[Bug] Emacs crashes when editing files
MariusKressin opened this issue · comments
Thank you for the bug report
- I am using the latest version of
Centaur Emacs
. - I checked my private configurations in
custom.el
andcustom-post.el
. - I checked FAQ.
Bug description
When I open a JS, TS, or Ruby (possibly others as well) file in emacs, it crashes, and I get the message: Fatal error 11: Segmentation fault
.
For whatever reason, Elisp files do not make it crash, and neither does Go. Also, it takes a few seconds longer to crash if I disable aggressive-indent-mode
or flymake-mode
.
Steps to reproduce
- Install Centaur Emacs by cloning it to
.emacs.d
. - Start emacs.
- Wait for it to finish downloading everything.
- Navigate to a file.
- Edit the file.
- For certain files, emacs crashes.
Expected behavior
This behavior was naturally unexpected.
OS
MacOS
Emacs Version
29
Error callstack
No response
Anything else
No response
Can you provide any example files to reproduce the issue?
This happens with empty files.
I believe it's an issue of Emacs or related lib. Please check if tree-sitter
is enabled. Try the solutions below.
(setq centaur-tree-sitter nil)
. See #445- Recompiling Emacs with the latest
libgccjit
. See d12frosted/homebrew-emacs-plus#681.
Sadly, the first option (setq ...)
doesn't seem to do anything.
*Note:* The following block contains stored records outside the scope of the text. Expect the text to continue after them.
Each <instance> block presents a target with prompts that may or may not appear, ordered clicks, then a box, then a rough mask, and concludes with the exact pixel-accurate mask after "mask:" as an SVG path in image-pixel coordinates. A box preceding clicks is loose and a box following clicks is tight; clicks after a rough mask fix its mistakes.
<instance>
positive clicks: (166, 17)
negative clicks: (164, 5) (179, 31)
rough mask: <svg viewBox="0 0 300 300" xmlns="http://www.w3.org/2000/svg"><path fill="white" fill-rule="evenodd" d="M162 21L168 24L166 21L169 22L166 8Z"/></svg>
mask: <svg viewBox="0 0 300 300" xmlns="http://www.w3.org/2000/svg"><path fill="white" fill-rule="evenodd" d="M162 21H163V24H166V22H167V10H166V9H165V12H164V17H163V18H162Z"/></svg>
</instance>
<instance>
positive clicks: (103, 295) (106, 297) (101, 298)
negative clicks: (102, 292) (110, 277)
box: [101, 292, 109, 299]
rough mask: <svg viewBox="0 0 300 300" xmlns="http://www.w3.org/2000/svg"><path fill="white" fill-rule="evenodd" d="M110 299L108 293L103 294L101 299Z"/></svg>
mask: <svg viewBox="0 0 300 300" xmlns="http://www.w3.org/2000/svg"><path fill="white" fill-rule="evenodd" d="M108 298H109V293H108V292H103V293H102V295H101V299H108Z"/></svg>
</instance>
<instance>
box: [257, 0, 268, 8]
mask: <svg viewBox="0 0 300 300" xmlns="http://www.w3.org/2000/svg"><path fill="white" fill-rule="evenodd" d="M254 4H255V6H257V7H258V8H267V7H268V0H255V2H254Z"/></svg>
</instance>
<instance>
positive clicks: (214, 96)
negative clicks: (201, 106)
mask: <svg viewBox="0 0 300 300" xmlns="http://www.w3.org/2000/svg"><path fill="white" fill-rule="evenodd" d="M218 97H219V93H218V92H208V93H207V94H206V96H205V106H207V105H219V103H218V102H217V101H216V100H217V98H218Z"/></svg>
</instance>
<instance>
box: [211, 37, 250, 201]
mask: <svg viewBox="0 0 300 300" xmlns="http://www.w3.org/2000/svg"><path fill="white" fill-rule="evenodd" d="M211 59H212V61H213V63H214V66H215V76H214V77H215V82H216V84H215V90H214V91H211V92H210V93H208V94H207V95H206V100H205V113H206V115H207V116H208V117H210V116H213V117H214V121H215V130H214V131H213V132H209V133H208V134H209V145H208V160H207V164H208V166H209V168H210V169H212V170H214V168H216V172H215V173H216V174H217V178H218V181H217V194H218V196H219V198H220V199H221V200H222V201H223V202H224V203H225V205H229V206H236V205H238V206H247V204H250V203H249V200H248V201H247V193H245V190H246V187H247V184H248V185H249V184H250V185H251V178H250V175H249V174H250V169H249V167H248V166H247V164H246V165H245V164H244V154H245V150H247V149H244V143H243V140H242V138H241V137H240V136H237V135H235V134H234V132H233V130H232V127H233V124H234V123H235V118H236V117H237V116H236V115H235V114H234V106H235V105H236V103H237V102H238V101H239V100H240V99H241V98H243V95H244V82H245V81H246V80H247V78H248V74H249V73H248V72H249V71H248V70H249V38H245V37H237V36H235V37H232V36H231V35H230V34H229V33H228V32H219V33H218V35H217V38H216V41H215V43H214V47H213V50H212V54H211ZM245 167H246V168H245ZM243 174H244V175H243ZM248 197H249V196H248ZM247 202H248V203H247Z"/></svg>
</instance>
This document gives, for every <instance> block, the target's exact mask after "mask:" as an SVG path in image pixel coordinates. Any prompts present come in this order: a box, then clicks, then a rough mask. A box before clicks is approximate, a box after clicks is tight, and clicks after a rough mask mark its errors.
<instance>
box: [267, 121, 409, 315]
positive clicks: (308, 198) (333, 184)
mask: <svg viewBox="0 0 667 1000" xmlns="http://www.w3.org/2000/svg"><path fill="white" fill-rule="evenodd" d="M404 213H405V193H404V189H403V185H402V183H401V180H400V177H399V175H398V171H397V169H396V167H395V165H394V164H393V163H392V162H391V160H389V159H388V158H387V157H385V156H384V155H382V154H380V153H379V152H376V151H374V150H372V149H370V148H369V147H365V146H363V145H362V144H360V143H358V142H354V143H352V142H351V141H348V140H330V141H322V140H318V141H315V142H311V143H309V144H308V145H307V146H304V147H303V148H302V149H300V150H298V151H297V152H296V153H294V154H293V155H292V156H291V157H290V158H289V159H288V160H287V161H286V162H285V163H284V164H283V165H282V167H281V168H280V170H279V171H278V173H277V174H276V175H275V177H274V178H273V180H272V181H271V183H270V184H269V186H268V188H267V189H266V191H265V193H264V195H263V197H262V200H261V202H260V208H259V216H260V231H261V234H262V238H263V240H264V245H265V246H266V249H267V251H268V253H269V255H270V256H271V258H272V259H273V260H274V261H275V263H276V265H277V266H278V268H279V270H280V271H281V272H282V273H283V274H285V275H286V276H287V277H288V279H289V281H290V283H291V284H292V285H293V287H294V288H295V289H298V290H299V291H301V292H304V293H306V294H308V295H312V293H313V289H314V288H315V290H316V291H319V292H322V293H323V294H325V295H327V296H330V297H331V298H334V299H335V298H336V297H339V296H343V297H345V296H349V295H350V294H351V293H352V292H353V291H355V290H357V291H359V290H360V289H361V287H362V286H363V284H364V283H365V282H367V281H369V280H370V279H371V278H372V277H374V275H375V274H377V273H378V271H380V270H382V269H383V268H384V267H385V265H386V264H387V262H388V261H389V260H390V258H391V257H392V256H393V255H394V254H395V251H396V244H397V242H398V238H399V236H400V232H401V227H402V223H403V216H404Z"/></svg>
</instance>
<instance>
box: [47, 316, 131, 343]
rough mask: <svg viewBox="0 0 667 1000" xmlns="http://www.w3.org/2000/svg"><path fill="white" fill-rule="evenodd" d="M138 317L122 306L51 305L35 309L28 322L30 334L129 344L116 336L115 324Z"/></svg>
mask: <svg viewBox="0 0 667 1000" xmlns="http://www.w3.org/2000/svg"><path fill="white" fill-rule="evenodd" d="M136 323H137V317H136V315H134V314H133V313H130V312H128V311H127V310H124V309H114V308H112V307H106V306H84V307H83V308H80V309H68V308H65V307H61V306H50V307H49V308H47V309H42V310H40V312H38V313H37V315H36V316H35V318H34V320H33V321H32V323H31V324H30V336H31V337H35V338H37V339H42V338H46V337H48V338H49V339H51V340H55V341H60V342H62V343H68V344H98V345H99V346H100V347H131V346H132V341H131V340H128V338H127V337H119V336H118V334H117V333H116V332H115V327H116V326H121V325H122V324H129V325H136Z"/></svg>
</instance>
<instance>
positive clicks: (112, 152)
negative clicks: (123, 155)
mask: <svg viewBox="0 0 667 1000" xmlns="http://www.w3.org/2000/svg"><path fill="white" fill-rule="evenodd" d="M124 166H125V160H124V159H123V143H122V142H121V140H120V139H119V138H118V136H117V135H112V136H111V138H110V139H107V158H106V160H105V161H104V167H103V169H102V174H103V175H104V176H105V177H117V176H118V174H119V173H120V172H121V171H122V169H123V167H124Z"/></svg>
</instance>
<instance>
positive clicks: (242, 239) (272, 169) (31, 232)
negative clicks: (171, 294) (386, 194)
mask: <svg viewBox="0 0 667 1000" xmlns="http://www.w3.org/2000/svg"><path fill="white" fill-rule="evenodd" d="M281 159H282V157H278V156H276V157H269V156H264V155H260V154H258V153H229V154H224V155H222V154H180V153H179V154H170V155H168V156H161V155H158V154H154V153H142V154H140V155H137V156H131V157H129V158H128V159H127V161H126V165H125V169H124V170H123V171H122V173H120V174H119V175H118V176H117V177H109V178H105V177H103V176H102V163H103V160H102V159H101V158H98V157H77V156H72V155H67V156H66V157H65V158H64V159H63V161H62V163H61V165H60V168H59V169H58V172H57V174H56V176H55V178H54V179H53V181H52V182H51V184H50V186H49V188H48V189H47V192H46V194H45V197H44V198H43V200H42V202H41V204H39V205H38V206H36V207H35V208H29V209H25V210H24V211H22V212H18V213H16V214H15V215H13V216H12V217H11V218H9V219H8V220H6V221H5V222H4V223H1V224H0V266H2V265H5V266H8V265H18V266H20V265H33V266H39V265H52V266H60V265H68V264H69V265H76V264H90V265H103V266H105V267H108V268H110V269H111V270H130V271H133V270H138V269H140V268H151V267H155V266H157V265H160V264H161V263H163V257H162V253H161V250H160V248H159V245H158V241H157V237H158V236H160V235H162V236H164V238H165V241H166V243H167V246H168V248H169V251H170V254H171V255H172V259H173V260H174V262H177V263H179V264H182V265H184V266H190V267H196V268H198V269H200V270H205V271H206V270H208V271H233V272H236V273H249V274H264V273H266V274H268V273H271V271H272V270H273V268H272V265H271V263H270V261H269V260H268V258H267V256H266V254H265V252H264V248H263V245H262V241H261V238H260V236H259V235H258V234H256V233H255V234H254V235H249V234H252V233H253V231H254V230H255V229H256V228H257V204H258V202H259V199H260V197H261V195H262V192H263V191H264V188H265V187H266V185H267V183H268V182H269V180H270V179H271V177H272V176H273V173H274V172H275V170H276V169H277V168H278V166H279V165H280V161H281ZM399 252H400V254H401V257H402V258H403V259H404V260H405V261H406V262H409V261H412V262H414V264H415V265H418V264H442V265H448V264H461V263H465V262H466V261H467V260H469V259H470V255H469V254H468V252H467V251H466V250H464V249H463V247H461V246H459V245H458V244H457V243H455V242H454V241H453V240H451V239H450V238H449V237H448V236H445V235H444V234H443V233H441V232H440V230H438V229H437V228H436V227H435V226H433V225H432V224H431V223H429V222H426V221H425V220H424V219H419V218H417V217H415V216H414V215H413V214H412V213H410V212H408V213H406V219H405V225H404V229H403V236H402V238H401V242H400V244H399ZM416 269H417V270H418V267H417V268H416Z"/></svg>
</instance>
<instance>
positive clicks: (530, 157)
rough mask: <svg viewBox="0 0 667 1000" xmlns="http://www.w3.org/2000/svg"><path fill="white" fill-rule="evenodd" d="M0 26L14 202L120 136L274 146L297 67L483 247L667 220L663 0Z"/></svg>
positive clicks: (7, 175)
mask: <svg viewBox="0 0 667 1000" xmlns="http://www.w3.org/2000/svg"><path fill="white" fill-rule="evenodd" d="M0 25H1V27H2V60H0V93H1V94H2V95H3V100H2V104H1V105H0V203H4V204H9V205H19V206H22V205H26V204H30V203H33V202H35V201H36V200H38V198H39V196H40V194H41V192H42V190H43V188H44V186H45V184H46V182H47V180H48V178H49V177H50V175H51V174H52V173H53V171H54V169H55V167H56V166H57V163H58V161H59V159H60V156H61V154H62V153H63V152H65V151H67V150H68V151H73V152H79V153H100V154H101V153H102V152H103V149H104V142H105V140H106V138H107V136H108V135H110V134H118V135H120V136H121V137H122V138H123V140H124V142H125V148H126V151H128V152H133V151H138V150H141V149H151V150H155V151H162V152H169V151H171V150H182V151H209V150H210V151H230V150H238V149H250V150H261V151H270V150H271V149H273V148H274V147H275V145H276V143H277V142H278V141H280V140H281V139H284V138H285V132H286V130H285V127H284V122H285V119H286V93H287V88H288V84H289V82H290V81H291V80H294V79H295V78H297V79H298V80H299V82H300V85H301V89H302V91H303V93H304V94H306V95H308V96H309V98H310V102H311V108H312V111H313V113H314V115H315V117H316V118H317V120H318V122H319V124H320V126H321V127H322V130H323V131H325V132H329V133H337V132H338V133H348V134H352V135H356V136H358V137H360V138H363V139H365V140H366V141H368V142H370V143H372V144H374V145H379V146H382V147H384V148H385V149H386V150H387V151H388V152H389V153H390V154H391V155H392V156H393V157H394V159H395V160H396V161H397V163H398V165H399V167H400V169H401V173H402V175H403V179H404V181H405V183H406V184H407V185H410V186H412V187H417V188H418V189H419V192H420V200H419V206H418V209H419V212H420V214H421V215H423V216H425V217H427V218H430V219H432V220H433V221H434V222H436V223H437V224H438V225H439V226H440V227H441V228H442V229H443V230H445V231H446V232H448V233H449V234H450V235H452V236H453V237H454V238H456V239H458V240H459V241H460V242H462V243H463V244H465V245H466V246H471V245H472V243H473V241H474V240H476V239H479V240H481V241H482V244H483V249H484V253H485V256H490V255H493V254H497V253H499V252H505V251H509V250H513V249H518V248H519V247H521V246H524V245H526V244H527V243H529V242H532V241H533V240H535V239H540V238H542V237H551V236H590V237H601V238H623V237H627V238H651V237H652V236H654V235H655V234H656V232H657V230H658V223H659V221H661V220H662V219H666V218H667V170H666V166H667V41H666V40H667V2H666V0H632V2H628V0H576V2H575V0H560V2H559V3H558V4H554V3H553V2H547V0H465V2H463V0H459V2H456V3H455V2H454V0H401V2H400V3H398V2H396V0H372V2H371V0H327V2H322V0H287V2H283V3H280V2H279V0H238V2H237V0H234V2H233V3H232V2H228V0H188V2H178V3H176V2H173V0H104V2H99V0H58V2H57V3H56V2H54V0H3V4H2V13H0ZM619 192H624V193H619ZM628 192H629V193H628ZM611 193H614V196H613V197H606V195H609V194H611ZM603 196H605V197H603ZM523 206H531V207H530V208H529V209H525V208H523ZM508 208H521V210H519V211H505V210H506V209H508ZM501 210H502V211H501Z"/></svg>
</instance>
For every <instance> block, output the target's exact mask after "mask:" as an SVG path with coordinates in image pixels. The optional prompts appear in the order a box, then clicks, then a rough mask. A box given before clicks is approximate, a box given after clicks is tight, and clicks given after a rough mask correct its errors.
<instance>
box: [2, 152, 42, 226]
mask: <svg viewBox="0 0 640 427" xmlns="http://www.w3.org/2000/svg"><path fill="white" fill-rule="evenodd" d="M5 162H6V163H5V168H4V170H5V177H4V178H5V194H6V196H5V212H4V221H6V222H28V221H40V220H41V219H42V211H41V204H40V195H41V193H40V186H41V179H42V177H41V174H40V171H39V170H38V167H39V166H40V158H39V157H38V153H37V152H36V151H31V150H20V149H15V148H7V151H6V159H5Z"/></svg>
As for the second, I'm using the MacPorts version of Emacs, so I don't have libgccjit
installed (MacPorts uses an alternative library, I think).
Maybe MacPorts is conflicting with it in some way. Does Centaur Emacs require Homebrew?
@MariusKressin I have had bunch of problems in the past with Emacs installed with Macports. I have had great success with this build script for past 2 years with out any crashes - https://github.com/jimeh/build-emacs-for-macos
Ofcourse you will still need Homebrew to install dependencies.
That's okay then. I don't think it's worthwhile to switch over to Homebrew just for this, so I'll look elsewhere.
I am using emacs-plus, but Centaur Emacs doesn't require homebrew. You can compile Emacs yourself (without homebrew) if you will. I recommend GNU Emacs.